Terrorism insurance is an increasingly contentious issue in service charge cases; in short, many leaseholders think it is unnecessary and simply serves to increase the their service charges (and, potentially, acts as an additional source of commission for landlords, itself a very contentious issue). Well, in Qdime Ltd v Various Leaseholders at Bath Building (Swindon) and others [2014] UKUT 261 (LC), the Upper Tribunal has given an unqualified endorsement of terrorism insurance and, in the process, may well have greatly extended the number of properties which are now required to obtain such insurance.

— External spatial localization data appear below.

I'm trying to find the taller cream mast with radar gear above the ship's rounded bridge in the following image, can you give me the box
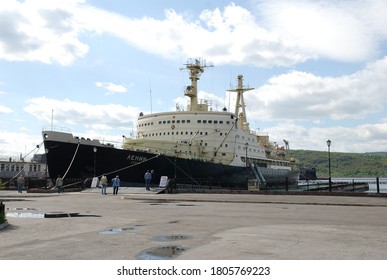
[180,59,213,111]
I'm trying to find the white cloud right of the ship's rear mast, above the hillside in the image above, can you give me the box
[245,57,387,121]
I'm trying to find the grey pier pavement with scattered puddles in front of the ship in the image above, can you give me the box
[0,188,387,260]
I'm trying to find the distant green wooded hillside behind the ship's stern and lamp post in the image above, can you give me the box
[287,150,387,177]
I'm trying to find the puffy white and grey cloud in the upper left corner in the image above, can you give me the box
[0,0,88,65]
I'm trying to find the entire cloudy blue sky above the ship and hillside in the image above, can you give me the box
[0,0,387,158]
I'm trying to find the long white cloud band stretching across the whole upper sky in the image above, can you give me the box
[0,0,387,67]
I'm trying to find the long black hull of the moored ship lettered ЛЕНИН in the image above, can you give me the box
[44,140,298,189]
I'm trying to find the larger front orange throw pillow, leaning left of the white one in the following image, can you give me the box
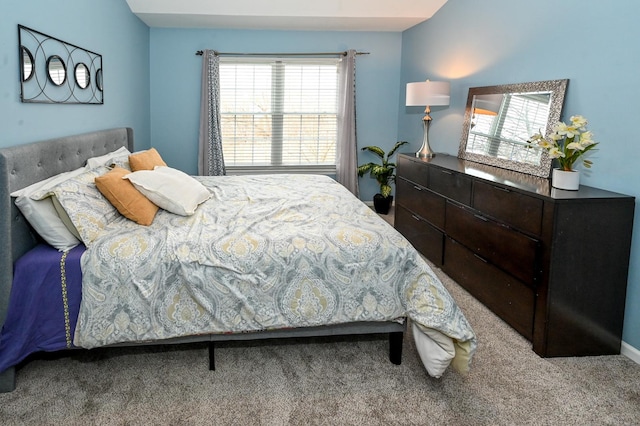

The case concerns a development of 13 flats in Swindon. The appellant is the freeholder and, under the terms of the lease, was required to “… keep the Building including the Demised Premises insured to its full reinstatement value against loss or damage by fire and the usual comprehensive risks in accordance with the CML recommendations in that respect from time to time and such other risks as the Landlord may in its reasonable discretion think fit to insure against…” with the costs recovered as a service charge. So, a duty to insure against fire and the usual comprehensive risks in accordance with the Council of Mortgage Lenders recommendations and a power to take out such other reasonable insurance.

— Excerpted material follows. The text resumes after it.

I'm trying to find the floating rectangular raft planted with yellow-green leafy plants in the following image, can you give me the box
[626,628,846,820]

The appellant took terrorism insurance as part of the general insurance package; the leaseholders contended that it was unnecessary and successfully challenged the same in the LVT. In summary, the LVT held that:

(a) the Company was contractually obliged to pay an insurance premium;

(b) but that would only extend to terrorism insurance if the lease expressly or impliedly so provided;

(c) terrorism was “acts or persons acting on behalf of, or in connection with, any organisation which carries out activities directed towards the overthrowing or influencing, by force or violence, of Her Majesty’s government in the United Kingdom or any other government de jure or de facto;

(d) there was no express obligation to insure against terrorism;

(i) the covenant to insure against loss or damage by fire did not include terrorism;

(ii) the covenant to insure against usual comprehensive risks also did not include terrorism; further, there was no evidence of any particular risk of terrorist activity;

(e) there was no evidence of any “conscious or express decision” to insure against terrorism and had not exercised any discretion;

(f) it that was wrong, then it was unreasonable to insure against terrorism, given that there was no evidence of any risk of terrorist activity.

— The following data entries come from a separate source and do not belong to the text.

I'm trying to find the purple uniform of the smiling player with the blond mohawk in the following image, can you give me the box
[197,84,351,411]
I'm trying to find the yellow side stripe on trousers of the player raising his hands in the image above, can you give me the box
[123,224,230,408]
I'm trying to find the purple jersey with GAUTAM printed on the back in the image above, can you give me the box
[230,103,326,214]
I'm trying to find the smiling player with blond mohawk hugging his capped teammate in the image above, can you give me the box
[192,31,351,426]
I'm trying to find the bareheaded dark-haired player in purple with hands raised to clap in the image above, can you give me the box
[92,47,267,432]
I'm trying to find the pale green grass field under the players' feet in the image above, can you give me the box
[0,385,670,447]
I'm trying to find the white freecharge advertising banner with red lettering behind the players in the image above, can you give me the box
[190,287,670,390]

The landlord appealed on both the duty and the discretion point. On the “duty” point, it argued:

(a)   there was a duty to insurance in line with the CML guidelines;

(b)  those included “explosions” as a usual risk;

(c)   that was, on its ordinary meaning, apt to include explosions caused by terrorism (with support derived from Commonwealth Smelting v. Guardian Royal Exchange Assurance [1984] 2 Lloyd’s Rep. 608 and para.11-094 of Woodfall);

(d)  further and in any event, one insured against risks, not particular causes of the risk (Enlayde Ltd v Roberts [1917] 1 Ch 109).


On the “discretion” point:

(a)   it had led unchallenged evidence that it had made a conscious decision to obtain terrorism insurance;

(b)  the discretion was a reasonable one as (i) it had obtained evidence from its brokers that Swindon was in the same “risk” category as central London; and, (ii) the RICS Code strongly suggested that terrorism insurance should be obtained.


The Upper Tribunal agreed. The CML recommendations included “explosion”. A terrorism attack was within the ordinary meaning of that word. That was enough to dispose of the appeal. However, in case that was wrong, the LVT had also been wrong to find that there was no discretion exercised in this case; there plainly had been and, for the reasons given, it was a reasonable discretion. In particular, the RICS Code was important; as a code given the force of statutory guidance (s.87, Leasehold Reform, Housing and Urban Development Act 1993), the proper approach to the Code was the same as in the public law sphere, i.e. that it should be afforded great respect and that departures from the terms of the guidance need to be well-reasoned and justified.